Threat in bathroom lead to first usage of OUPD text messaging alert system

By Sean Garner

Campus Editor

The Oakland University Police Department was notified of a threatening statement written on a bathroom wall in South Foundation Hall on Oct. 1.

OUPD responded to the threat by sending a text message alert warning to students and faculty of the threat. It was the first non-test alert sent since the program was implemented this summer.

OUPD Chief Sam Lucido said the threat was “very vague,” and there is no apparent reason for students to be overly concerned. He said the text alert was simply an attempt by OUPD to be more proactive with threats than they may have been in the past.

“In keeping with our more refined way of doing things when these kinds of issues come up, we’re going to better err on the side of safety and security,” Lucido said. “It is also part of our new and continued effort to keep our community informed.”

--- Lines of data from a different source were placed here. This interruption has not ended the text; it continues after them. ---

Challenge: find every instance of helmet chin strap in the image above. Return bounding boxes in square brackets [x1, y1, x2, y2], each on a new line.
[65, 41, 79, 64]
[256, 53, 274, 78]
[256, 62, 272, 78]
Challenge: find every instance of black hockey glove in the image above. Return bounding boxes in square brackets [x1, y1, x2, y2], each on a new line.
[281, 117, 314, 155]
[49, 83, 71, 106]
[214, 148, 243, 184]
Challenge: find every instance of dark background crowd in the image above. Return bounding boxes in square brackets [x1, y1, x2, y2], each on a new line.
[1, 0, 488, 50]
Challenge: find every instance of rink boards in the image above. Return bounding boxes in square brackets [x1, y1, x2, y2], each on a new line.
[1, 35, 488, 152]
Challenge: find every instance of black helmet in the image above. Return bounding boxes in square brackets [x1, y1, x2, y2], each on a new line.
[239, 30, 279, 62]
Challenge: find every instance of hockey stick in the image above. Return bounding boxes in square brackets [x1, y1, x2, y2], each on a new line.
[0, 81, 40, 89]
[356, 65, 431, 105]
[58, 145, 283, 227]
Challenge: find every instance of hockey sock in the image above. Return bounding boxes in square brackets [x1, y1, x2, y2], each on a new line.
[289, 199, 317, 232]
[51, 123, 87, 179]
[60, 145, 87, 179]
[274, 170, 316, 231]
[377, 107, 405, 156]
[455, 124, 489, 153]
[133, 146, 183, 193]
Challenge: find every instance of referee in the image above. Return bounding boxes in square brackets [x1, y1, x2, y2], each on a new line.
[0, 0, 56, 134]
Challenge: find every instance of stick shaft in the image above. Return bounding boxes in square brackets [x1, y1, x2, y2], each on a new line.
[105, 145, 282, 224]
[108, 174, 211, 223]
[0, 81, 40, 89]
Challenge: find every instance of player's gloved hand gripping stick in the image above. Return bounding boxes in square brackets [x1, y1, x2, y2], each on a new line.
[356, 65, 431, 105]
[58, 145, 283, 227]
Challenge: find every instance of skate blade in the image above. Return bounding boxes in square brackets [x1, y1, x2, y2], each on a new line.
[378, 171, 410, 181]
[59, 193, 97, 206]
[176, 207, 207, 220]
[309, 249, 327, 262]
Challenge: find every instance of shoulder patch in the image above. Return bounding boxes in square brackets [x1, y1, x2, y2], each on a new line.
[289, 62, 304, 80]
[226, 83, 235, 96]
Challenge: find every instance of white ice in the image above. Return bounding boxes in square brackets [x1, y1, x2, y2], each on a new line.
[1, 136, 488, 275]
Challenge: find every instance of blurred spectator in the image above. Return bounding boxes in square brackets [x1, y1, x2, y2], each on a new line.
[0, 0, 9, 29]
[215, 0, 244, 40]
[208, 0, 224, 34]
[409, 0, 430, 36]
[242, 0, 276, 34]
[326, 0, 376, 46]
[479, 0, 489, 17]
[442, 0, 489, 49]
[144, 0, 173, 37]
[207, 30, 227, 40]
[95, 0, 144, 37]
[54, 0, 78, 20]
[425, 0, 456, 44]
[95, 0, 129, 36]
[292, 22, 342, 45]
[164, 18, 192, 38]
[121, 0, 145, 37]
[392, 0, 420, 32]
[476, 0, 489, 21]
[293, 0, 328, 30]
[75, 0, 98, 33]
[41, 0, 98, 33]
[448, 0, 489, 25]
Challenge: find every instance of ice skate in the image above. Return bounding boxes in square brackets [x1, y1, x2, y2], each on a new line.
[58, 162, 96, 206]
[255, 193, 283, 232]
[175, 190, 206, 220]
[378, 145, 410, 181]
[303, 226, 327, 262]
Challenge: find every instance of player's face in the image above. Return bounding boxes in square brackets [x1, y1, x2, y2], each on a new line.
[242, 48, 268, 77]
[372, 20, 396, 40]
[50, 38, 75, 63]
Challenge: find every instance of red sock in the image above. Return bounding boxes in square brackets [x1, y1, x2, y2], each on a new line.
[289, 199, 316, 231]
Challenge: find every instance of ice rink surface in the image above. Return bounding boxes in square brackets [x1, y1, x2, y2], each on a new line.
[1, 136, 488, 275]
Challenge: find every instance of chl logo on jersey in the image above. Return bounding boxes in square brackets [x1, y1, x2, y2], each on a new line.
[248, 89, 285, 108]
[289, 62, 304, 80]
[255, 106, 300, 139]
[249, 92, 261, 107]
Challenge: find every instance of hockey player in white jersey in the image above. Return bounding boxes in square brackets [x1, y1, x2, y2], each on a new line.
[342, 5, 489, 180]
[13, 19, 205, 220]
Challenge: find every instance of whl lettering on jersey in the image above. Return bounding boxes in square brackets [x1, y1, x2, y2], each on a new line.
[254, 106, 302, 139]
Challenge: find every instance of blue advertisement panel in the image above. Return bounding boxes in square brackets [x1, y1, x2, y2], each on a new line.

OUPD Lieutenant Mel Gilroy said the threat was brought to the police’s attention by a student who reported the threat by phone. OUPD then dispatched police officers to the building where the threat was made.

It was not long before the text alert was sent out to those who signed up for the alert system.

“The whole thing was handled within minutes,” Gilroy said. “Once our officers arrived they determined the nature and seriousness of the threat, and then we decided to alert the community. It was all done very quickly.”

Lucido maintained that the threats are in no apparent way connected to the threat that caused OU to close campus for two days in April.

Former student Tory Dantuma later made a similar threat to the one that closed OU, pled guilty to a misdemeanor.

According to Lucido, there was no serious consideration given to closing the campus or canceling classes once again.

“Just a few years ago, with something like this, we probably wouldn’t have made an announcement,” Lucido said. “University campuses across the country are now much more open in terms of providing information to the campus community even if the information is limited like it was [Wednesday].”

In keeping with standard operating procedure, OUPD did not initially release specific details about the most recent case such as the exact location of the threat or its exact language.

Gilroy said OUPD do not release this type of information until charges are filed, and the same procedure was followed in the Dantuma case.

Lucido also said they currently have no suspects or leads.   

“When it goes to the court and becomes part of a public process, that’s when we release more of that type on information.”

Gilroy said that in the future, alerting students and faculty in a similarly urgent manner to the text message will not only be a priority, it will be a necessity.

“We’ve gotten to the point where releasing information to the campus community as soon as we can is pretty much mandatory,” Gilroy said. “There are laws in place that pretty much require us to get this information out to the students whenever a threat like this is made, even if it is not all that serious.”